Азамат затрясся, видя только всадников, ждал ответа.
– Это химический ожог. Я же говорила, надо добавлять вытяжку понемногу и обязательно разводить или спиртом, или…
– Сука… – процедила рыжая. – Говорила она, как же. Специально все сделала, а мне теперь как?
Хлопнула дверь.
– Пусто. Но Рябой не наврал, мужик ее здесь. Куртка висит, ствол вот, хороший ствол. И обрез нашли.
– И где твой петушок, курочка ты моя? – голос рыжей ощутимо срывался. Нервно и высоко вибрировал, выдавал прорывающуюся истеричную злобу. – В доме нет, во дворе не видно… В сортире, небось? Хорошо тебе с ним трахается, сука, а? Красавицей себя считаешь?!! Где?!!
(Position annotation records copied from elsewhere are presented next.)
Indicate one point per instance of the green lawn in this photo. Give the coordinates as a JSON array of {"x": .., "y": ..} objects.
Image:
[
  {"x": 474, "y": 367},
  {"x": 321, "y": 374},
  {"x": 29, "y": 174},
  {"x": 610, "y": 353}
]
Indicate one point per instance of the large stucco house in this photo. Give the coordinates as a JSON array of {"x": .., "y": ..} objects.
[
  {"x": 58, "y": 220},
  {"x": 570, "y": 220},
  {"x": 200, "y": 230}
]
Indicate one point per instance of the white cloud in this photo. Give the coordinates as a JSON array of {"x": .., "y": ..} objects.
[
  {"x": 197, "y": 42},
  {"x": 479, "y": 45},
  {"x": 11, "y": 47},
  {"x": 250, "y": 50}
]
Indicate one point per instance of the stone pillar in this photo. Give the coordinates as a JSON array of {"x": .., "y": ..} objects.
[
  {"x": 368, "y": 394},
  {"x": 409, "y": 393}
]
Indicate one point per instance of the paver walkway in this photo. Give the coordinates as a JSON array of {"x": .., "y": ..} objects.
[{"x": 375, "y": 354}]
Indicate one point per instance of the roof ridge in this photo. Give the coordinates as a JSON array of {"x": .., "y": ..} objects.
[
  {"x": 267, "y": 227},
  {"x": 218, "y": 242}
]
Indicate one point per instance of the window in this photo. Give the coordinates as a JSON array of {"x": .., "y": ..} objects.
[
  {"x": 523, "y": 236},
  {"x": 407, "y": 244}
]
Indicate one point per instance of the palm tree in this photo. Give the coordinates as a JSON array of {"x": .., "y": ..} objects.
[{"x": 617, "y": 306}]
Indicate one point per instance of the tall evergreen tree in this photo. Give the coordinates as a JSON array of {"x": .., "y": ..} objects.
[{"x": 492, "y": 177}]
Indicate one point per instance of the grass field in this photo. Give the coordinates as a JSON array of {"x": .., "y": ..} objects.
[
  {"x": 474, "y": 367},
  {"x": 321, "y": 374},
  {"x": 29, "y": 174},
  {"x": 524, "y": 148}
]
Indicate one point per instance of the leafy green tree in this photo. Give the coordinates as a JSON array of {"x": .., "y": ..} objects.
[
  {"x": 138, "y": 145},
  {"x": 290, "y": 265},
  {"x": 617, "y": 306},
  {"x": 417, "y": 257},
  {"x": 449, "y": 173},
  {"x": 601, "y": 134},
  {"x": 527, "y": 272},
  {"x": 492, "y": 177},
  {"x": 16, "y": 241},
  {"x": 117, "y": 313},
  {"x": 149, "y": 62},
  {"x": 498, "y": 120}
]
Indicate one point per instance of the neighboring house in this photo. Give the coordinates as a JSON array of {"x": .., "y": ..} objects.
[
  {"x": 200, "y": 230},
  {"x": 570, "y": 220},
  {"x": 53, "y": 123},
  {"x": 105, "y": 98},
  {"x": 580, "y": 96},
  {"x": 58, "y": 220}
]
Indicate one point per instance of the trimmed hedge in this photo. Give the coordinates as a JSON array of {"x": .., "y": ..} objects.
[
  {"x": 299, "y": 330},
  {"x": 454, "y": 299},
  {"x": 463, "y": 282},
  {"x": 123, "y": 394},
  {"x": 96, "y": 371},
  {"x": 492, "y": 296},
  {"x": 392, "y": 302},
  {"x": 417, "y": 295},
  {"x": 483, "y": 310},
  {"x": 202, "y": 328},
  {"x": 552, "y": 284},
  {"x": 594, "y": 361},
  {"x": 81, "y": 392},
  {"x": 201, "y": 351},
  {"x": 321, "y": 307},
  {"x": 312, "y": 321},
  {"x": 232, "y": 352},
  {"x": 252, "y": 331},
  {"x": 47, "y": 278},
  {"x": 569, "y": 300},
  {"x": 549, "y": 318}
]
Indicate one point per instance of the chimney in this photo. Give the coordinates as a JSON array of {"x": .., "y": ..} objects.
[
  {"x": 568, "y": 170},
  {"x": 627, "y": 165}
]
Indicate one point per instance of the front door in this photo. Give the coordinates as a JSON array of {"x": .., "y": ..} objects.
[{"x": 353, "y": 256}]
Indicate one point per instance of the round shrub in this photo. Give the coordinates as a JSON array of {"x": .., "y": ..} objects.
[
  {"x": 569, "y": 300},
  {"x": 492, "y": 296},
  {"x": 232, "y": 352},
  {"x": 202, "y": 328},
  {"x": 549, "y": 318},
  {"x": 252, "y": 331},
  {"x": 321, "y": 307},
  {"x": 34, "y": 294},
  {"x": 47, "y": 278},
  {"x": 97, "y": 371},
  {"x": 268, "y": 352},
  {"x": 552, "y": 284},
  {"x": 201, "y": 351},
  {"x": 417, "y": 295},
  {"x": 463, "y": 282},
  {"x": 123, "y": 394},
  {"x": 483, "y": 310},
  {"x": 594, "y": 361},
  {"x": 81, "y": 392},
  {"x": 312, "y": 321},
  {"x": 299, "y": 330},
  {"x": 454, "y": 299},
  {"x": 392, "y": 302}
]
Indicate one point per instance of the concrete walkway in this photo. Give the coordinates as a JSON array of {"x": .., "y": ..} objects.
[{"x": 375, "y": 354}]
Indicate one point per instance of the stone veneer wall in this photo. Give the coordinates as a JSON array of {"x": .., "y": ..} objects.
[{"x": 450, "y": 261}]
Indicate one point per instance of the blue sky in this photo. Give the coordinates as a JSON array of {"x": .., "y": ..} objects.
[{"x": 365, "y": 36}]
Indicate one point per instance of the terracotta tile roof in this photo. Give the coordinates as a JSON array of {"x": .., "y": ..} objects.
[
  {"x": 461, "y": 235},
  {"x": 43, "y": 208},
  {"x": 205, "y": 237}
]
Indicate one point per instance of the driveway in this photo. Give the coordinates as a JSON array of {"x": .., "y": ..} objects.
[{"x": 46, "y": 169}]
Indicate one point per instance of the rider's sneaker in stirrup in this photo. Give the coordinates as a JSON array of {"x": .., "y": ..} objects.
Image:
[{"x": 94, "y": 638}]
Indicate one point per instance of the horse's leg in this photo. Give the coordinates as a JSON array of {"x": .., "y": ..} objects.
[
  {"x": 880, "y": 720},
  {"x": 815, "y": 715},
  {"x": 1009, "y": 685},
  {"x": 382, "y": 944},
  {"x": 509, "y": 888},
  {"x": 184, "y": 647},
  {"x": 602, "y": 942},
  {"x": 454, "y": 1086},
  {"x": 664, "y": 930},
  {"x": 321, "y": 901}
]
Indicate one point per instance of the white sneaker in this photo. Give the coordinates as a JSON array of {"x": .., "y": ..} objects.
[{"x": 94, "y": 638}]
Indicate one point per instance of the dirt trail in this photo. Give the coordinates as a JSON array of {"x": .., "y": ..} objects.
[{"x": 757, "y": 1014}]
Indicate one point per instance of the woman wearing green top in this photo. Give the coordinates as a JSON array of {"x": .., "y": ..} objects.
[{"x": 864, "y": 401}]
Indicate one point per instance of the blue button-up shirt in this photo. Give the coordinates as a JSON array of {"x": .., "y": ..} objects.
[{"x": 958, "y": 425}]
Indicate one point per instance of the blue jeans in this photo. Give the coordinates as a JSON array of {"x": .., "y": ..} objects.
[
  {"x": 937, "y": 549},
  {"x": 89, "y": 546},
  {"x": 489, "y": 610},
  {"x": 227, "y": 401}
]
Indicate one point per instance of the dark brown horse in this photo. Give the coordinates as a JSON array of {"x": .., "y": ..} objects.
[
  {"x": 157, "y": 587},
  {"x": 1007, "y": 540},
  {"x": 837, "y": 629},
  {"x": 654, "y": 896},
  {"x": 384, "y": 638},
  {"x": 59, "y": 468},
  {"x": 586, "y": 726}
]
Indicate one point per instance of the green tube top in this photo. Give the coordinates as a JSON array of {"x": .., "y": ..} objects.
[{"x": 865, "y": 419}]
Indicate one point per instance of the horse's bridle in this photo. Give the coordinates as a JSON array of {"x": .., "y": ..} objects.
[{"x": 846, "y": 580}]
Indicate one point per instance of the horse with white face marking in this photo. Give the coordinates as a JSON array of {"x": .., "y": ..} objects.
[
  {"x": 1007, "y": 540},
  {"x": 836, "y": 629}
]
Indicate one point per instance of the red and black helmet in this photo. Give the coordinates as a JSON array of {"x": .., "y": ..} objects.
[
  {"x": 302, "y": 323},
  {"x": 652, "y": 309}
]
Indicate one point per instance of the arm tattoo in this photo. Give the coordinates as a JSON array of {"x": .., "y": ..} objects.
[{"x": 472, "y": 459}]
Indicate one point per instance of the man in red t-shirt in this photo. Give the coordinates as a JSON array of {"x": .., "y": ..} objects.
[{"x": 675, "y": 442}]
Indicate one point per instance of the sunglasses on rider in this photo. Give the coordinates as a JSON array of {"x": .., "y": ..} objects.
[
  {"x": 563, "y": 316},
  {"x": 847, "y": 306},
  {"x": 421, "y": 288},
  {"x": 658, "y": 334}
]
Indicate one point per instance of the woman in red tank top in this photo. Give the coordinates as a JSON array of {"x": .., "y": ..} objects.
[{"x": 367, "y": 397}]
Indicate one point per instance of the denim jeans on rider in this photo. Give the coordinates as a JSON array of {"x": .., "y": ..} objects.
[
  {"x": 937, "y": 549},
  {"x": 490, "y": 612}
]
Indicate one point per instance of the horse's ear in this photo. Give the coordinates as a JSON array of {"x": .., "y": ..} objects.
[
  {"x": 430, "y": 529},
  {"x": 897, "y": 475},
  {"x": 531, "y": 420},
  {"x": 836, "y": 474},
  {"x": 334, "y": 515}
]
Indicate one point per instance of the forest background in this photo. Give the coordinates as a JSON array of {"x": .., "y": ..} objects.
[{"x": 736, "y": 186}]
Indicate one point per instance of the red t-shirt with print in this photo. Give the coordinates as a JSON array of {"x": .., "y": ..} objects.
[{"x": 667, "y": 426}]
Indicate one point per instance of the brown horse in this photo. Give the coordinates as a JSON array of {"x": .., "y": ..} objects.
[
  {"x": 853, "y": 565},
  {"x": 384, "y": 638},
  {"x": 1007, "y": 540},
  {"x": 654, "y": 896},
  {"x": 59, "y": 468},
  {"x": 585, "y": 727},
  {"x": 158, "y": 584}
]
«Молчи! – Азамат стиснул рукоять ножа. – Молчи, не отвечай… Пожалуйста, только молчи!»
Она ответила. В сраную, ненужную, глупую рифму. Так, как он и ждал, смело и безрассудно. Выстрелы, слившись в один, раздались сразу же за ответом. Пуля прижался лбом к доскам, еле слышно засопел. Вдохнул-выдохнул, понимая – времени практически нет.
Всего всадников пятеро. Двое спешились, идя к нему. Еще двое закрывают рыжую, а ее сбрасывать со счетов нельзя. Из оружия – нож и он сам, Азамат. Нырять в дерьмо не стоило: сам Пуля, встретившись как-то с вонючим, но от того не ставшим безопасным человеком с острым клинком, научился бросать в дырку гранаты.
– Сортир проверьте, – рыжая не успокаивалась, истерика в голосе не проходила. – Хотя… сначала расстреляйте, потом проверьте.
Выстрелы ударили сразу, в два ствола. Хрустели доски, пахло легкой гарью и щепками. Строчили из обычных «семьдесят четвертых» АК, пули все же вязли в плотной древесине.